O documento enviado ao TPI critica "a transformação de instituições e políticas de Estado" criadas para defender os direitos dos povos indígenas , mas que se teriam voltado para a "destruição e a perseguição destes povos". 

Acusa ainda a Funai de implementar a política anti-indígena de Bolsonaro, deixando os indígenas que vivem em terras não homologadas desprotegidos e de estancar os processos de demarcação, além de apontar para "aparelhamento" do órgão, com funcionários considerados "contrários aos interesses dos povos indígenas".

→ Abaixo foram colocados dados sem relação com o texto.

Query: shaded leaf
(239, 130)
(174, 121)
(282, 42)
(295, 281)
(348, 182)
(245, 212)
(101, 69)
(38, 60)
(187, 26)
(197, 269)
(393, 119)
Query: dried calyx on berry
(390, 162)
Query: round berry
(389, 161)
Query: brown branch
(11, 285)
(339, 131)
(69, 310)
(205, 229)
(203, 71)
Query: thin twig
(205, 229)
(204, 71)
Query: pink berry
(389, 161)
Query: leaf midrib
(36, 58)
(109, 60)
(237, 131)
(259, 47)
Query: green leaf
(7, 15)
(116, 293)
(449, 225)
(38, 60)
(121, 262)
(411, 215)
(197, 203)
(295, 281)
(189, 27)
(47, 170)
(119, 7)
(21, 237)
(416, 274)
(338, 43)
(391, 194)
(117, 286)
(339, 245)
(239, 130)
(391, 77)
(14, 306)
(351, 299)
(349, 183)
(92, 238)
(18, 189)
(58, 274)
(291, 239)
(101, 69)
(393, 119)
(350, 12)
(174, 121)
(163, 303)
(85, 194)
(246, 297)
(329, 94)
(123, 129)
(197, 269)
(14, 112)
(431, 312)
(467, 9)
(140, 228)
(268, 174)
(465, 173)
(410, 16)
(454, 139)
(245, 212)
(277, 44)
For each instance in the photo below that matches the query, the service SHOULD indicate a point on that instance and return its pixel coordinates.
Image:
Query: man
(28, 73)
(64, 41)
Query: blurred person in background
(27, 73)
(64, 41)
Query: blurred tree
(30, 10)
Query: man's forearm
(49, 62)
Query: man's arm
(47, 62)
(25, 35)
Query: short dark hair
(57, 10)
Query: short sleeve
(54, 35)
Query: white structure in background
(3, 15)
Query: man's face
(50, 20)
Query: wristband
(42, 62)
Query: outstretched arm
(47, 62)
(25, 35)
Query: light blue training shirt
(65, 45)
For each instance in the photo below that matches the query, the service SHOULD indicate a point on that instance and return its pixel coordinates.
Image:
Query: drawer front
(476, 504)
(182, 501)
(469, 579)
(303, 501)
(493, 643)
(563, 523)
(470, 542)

Sobre o desaparecimento de Bruno e Dom, os indígenas apontam para omissão estatal na realização das buscas e dizem que o ocorrido faz parte da "política anti-indígena de Jair Bolsonaro".

Ianomâmis sob ataque
A Apib acrescentou também ao processo na Corte de Haia o recrudescimento da violência contra o povo ianomâmi, como revelou o relatório de pesquisadores indígenas, antropólogos e tradutores da Hutukara Associação Yanomami ao qual O GLOBO teve acesso a partes com exclusividade. 

De acordo com o documento, ao menos três crianças e adolescentes entre 10 anos e 13 anos foram mortas depois de serem abusadas por garimpeiros, na região central do território conhecida como polo-base Kayanaú. As mortes ocorreram em 2020, mas agora, após entrevistas com indígenas nas aldeias mais afastadas e afetadas pelo garimpo, é que elas vieram à tona.

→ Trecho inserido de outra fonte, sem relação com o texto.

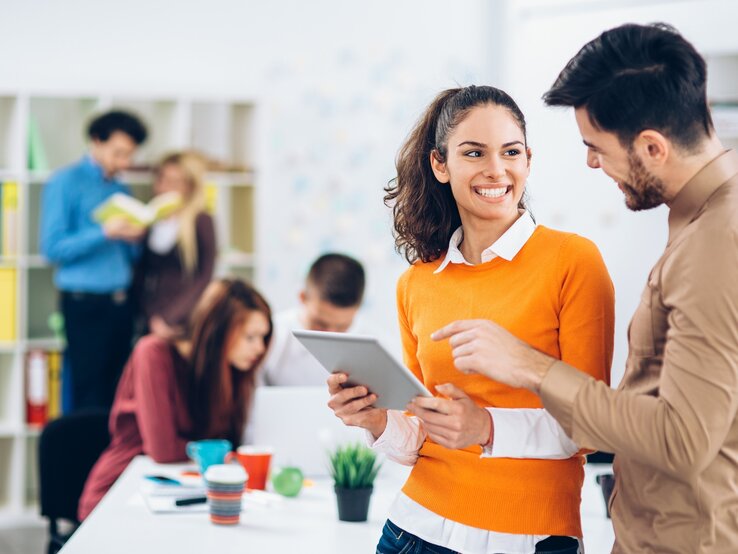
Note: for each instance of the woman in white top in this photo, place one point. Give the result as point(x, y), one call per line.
point(179, 253)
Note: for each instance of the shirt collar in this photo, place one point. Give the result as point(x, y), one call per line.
point(95, 168)
point(689, 201)
point(505, 247)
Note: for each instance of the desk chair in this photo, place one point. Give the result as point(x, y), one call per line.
point(67, 450)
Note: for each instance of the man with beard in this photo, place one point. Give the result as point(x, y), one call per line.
point(640, 104)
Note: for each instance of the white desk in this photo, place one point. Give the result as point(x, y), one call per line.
point(122, 523)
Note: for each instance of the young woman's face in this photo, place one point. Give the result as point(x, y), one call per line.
point(248, 344)
point(171, 178)
point(487, 165)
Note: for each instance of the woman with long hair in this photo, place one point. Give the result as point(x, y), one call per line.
point(179, 252)
point(174, 392)
point(492, 471)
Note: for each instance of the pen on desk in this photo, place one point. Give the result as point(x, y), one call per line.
point(190, 501)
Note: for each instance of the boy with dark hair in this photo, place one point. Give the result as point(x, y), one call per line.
point(639, 94)
point(333, 292)
point(94, 262)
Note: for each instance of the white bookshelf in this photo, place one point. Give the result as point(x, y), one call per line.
point(222, 129)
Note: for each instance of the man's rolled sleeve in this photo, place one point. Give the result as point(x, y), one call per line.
point(559, 390)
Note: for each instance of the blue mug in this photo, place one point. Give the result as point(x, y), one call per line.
point(208, 452)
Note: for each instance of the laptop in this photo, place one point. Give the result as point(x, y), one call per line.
point(298, 425)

A entidade cita ainda um conflito que deixou ao menos dois mortos e cinco pessoas feridas. O confronto ocorreu quando os Tirei, apoiados por garimpeiros, invadiram a comunidade Pixanehabi, que é contrária à mineração ilegal, e diz que mais atritos como esse tendem a acontecer pelo fato de os indígenas estarem tendo acesso a armas de fogo por garimpeiros.

Após a apresentação da denúncia, o trâmite do processo se dá na Procuradoria do tribunal internacional, que vai analisar se abre ou não investigação contra Bolsonaro. Segundo o Estatuto de Roma, tratado que estabeleceu a criação do Tribunal Penal Internacional, os condenados por acusações semelhantes podem sofrer medidas cautelares e até prisões preventivas.

Atualmente, os casos contra Bolsonaro no TPI referentes aos crimes praticados contra os povos indígenas estão em avaliação preliminar de jurisdição, primeira das três fases do processo, ou seja, preliminar, que envolve, além da avaliação de jurisdição, a análise sobre critérios de admissibilidade e se a investigação servirá aos interesses da justiça.